Routine measurement of BP may reduce the risk of cardiovascular events and acute complications during dental treatment, especially when conscious sedation or general anesthesia is required. BP monitoring is vital for emergency treatment of patients who have side effects. Routine monitoring of patients with known hypertension allows the dentist to determine if BP is adequately controlled.

Best BP measurements were obtained with mercury sphygmomanometers, no longer available now. Aneroid sphygmomanometers used should be checked every 6 months. Electronics BP units are simple to use but not as accurate as the aneroid.

ESC-ESH guidelines in 2013 and JNC 7 in 2003 described the method that health care professionals should use to obtain office blood pressure measurements (Table 5) [1, 2].

tab5
Table 5: Office blood pressure measurement [1].

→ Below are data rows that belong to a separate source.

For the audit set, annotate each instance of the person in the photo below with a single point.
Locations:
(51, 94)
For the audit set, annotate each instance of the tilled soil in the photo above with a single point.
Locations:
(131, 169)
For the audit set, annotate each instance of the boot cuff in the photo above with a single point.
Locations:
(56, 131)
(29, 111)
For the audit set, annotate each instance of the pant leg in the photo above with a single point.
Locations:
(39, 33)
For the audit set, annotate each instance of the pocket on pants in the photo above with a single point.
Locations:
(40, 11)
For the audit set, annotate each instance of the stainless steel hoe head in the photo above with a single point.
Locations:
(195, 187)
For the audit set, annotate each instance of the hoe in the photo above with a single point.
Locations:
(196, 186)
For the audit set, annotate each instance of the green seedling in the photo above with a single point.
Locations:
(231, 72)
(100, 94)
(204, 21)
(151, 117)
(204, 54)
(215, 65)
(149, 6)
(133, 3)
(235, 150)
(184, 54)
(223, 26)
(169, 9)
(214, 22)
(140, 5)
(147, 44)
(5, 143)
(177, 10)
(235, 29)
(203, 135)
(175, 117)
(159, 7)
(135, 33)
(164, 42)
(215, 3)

One must use a properly calibrated and validated blood pressure instrument. Patients should be seated in a chair with their feet on the floor for 5 minutes in a quiet room. Their arm should be supported at the level of the heart and an appropriately sized blood pressure cuff (cuff bladder encircling at least 80% of the arm) must be used. Accurate measurement of blood pressure is important to avoid overdiagnosis and underdiagnosis, as well as overtreatment and undertreatment, of hypertension [4].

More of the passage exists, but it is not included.